As Largo Winch continues, Jean Van Hamme has begun to introduce small elements of continuity, and further to pick up on what might have been throwaway elements from previous books. In The Hour of the Tiger Winch desperately required help to free his friend Simon Ovronnaz from the clutches of abductors deep within Myanmar. His only option was to agree to return a favour, which would be called in at a later date. That day has come.

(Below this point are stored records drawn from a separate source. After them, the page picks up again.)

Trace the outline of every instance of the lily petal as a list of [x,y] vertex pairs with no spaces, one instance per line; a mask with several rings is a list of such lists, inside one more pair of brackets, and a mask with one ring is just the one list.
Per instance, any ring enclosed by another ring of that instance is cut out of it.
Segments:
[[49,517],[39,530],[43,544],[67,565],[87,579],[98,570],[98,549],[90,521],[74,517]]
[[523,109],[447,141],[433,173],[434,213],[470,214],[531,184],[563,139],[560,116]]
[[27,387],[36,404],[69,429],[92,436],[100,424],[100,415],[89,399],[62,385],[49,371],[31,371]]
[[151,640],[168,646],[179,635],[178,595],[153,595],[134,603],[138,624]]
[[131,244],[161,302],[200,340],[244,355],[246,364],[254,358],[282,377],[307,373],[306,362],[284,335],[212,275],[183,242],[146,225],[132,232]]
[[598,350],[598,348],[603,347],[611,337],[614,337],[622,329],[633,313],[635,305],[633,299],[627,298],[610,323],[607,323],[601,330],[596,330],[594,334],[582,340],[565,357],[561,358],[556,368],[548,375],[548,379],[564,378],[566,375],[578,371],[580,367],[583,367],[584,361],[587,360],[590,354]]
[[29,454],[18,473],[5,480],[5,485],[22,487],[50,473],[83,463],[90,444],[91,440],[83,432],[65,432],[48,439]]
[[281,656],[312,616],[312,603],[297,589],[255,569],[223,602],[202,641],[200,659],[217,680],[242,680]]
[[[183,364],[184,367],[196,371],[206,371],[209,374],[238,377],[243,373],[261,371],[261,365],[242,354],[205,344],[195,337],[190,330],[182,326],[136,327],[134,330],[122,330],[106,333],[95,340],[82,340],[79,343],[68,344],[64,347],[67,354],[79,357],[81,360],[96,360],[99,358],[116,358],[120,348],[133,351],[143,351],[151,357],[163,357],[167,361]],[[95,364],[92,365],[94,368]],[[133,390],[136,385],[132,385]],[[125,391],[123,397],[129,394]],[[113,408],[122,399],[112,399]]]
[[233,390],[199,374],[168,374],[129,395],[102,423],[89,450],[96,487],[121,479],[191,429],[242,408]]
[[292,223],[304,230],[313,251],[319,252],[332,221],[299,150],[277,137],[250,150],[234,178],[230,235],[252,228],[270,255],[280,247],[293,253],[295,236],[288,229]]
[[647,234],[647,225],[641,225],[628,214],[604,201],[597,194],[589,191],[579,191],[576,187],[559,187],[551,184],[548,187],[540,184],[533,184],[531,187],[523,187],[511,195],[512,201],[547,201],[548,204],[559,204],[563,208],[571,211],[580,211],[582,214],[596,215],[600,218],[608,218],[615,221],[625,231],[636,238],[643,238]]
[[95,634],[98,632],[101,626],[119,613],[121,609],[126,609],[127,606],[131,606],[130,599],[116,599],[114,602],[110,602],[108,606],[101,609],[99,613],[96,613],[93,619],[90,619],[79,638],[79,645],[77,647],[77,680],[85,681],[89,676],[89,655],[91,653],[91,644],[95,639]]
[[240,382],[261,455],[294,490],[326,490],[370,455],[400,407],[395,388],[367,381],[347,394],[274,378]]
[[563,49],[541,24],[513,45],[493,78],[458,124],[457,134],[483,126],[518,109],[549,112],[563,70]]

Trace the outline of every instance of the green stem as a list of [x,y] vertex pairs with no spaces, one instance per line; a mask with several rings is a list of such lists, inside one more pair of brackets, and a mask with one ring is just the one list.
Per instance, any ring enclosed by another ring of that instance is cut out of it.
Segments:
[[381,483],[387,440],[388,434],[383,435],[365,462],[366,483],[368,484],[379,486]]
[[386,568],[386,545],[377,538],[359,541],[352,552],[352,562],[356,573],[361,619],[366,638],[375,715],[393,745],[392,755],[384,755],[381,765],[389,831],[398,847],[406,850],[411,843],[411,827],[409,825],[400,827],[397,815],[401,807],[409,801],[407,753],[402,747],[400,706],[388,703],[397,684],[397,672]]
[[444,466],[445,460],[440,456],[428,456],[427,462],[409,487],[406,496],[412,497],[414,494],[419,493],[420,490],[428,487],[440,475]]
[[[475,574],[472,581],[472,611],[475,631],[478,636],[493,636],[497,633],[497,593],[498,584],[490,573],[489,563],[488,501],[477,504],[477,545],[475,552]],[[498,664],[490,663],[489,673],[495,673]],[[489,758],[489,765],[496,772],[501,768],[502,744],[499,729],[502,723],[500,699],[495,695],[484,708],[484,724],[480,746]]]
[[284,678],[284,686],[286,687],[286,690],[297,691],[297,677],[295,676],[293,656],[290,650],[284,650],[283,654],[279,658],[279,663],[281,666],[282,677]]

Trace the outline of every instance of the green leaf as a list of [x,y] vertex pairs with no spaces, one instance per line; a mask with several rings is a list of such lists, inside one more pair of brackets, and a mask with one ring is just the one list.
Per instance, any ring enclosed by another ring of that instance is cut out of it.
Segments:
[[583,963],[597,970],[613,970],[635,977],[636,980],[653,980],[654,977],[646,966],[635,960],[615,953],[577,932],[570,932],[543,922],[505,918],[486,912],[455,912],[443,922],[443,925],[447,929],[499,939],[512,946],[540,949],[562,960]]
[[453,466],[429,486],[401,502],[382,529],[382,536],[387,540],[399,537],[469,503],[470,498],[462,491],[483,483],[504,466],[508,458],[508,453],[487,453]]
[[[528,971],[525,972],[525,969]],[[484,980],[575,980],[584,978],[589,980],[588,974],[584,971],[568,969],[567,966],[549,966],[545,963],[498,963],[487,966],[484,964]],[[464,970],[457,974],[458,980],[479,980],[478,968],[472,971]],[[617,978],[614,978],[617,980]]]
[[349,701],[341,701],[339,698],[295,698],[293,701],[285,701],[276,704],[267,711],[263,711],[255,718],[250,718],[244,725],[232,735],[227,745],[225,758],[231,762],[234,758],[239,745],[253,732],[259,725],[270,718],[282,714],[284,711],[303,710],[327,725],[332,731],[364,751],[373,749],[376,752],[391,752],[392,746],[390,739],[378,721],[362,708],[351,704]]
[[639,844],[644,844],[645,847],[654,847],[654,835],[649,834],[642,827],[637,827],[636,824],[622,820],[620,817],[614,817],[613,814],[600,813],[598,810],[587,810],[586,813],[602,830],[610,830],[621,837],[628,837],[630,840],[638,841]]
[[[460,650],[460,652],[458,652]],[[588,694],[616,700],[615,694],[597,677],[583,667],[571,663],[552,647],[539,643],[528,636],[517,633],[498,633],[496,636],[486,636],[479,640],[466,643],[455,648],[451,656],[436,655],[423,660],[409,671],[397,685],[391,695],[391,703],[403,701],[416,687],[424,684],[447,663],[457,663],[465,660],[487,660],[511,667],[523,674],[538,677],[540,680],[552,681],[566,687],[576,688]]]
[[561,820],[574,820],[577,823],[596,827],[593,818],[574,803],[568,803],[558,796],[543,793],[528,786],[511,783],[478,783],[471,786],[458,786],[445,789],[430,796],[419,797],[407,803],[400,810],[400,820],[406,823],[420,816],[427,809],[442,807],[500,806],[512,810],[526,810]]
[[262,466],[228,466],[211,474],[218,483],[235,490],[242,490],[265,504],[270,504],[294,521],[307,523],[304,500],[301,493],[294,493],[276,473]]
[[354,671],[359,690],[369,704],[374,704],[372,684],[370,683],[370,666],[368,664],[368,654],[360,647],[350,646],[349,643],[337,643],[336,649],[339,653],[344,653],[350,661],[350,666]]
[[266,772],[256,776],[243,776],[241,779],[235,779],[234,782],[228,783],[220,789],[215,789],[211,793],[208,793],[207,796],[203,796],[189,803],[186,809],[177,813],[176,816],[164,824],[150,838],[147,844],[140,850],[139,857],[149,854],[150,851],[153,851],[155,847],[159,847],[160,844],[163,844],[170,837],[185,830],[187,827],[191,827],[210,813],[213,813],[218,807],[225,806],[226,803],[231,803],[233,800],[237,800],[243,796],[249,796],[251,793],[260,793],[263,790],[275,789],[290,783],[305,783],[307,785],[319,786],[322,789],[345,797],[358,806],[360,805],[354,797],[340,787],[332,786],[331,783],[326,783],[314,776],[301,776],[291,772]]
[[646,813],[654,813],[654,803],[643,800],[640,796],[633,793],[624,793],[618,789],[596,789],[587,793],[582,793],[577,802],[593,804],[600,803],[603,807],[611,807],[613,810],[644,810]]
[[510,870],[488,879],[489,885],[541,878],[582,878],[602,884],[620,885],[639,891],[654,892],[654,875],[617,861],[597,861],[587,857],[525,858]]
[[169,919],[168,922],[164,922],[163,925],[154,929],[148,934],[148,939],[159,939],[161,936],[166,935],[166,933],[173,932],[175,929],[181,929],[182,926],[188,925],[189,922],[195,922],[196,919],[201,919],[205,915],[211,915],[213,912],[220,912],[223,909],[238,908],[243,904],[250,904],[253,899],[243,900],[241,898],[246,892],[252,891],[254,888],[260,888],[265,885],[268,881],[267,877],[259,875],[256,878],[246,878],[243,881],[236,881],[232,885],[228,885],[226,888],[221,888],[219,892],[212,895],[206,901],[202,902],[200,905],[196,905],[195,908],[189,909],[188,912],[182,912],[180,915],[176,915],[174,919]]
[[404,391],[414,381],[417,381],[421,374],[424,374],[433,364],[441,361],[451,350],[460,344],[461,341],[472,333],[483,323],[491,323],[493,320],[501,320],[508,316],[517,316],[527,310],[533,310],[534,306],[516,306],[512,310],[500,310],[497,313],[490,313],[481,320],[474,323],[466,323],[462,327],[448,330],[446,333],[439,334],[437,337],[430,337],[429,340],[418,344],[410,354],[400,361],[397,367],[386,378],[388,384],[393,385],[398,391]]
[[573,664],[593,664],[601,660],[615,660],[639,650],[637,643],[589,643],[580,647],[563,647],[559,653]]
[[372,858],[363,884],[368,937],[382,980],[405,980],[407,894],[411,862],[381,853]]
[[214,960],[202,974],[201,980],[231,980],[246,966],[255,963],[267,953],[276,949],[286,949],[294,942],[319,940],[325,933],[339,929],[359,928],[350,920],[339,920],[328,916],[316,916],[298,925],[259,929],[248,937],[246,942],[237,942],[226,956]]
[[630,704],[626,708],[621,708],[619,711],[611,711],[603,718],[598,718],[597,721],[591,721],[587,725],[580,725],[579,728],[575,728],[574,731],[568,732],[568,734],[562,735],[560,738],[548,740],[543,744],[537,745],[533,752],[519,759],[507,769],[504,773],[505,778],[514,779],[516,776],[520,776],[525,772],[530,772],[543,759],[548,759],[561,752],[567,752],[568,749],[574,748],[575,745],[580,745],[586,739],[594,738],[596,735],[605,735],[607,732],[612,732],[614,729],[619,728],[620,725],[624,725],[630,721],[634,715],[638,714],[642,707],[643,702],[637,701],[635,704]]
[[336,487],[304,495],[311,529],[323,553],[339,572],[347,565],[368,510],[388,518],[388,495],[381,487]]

The W Group are on the verge of signing a significant business deal in China, but the Chinese consider it matter of respect that for a deal so substantial Winch himself is the signatory. Van Hamme simultaneously reveals this is a form of trap, without noting the specifics. Unfortunately for the group, Winch has secluded himself, and the sole form of communication is via carrier pigeon. Van Hamme works this well into the plot, and Winch eventually flies to Hong Kong, remembering the last time he was in Chinese territory as he does so.

As Largo Winch stories are serialised in two parts, let’s just say that at the end of the book the trap has been sprung, Largo is a captive, and under the control of someone he’d prefer never to have seen again. Van Hamme is an expert at delivering the shocking cliffhanger, and anyone familiar with the series will want to head straight for The Way and the Virtue and the conclusion.

Philippe Francq’s art is, as ever, sumptuous. He packs the pages with glorious landscapes and cityscapes, never skimping on detail, yet is equally at home when illustrating a conversation, or an action set piece. His cast are well characterised, and instantly distinguishable.

Van Hamme’s also giving the cast a little more than surface depth, building an antagonism between the dissolute Ovronnaz and straight-laced W Group executive Cocharane: “What’s going on Mr Administrator? Have you been sent to prison for tax fraud again?” Silky, introduced in The Law of the Dollar, is increasingly predatory, and there’s a return for Dutch Police Inspector Marjan Texel from The Dutch Connection.

The peculiar title, by the way, has a relevance that makes sense when reading.